Kenneth Rijock

Kenneth Rijock

Monday, January 7, 2019

APPEALS COURT HOLDS LAW ENFORCEMENT AGENCY IS NOT OBLIGATED TO GIVE NONMATCHES FROM FACIAL RECOGNITION SEARCHES TO DEFENDANTS

An appeals court in the State of Florida has ruled that a criminal defendant, who was identified and convicted after a law enforcement agency matched his photograph to one in the agency's database, through the use of facial recognition software, was not entitled to copies of all the non-matches returned by the program. Readers of this blog may recall that we have previously discussed the issues when the case was pending on appeal. If you identify a Financial Criminal through Facial Recognition Software, must you Disclose that ? Published September 10, 2018.
 
The First District Court of Appeal held that the failure of the trial court to order a turnover of the photographs that did not match the defendant was not a violation of Brady vs. Maryland, as they did not cast doubt on the State's case. Brady requires that the State disclose any material that could exonerate the defendant, to the defense.
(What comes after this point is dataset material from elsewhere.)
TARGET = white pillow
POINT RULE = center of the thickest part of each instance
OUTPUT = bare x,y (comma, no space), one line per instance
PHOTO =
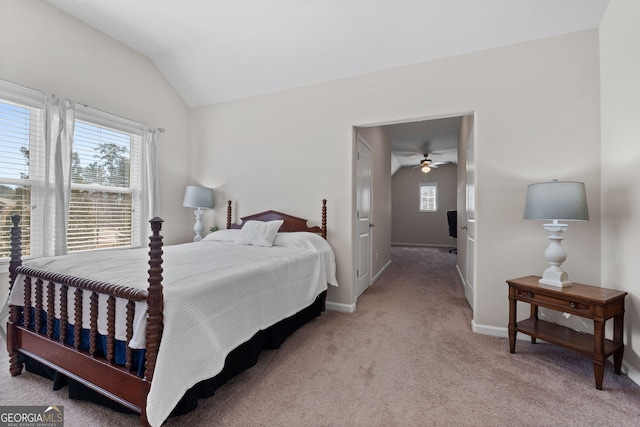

The Court reasoned that there was no reasonable probability that the result of the trial would have been different is the suppressed documents had been disclosed to the defense. The photographs not turned over did not resemble the defendant, and therefore would not have supported his argument that someone else in the photos committed the crime. The conviction was affirmed. Readers who wish to read the complete text of the opinion may access it here. The citation is  Willie Allen Lynch v. State of Florida, Case No. 1D16-3290 (Fla. 1st DCA 2018). [There is no Southern Reporter citation available yet].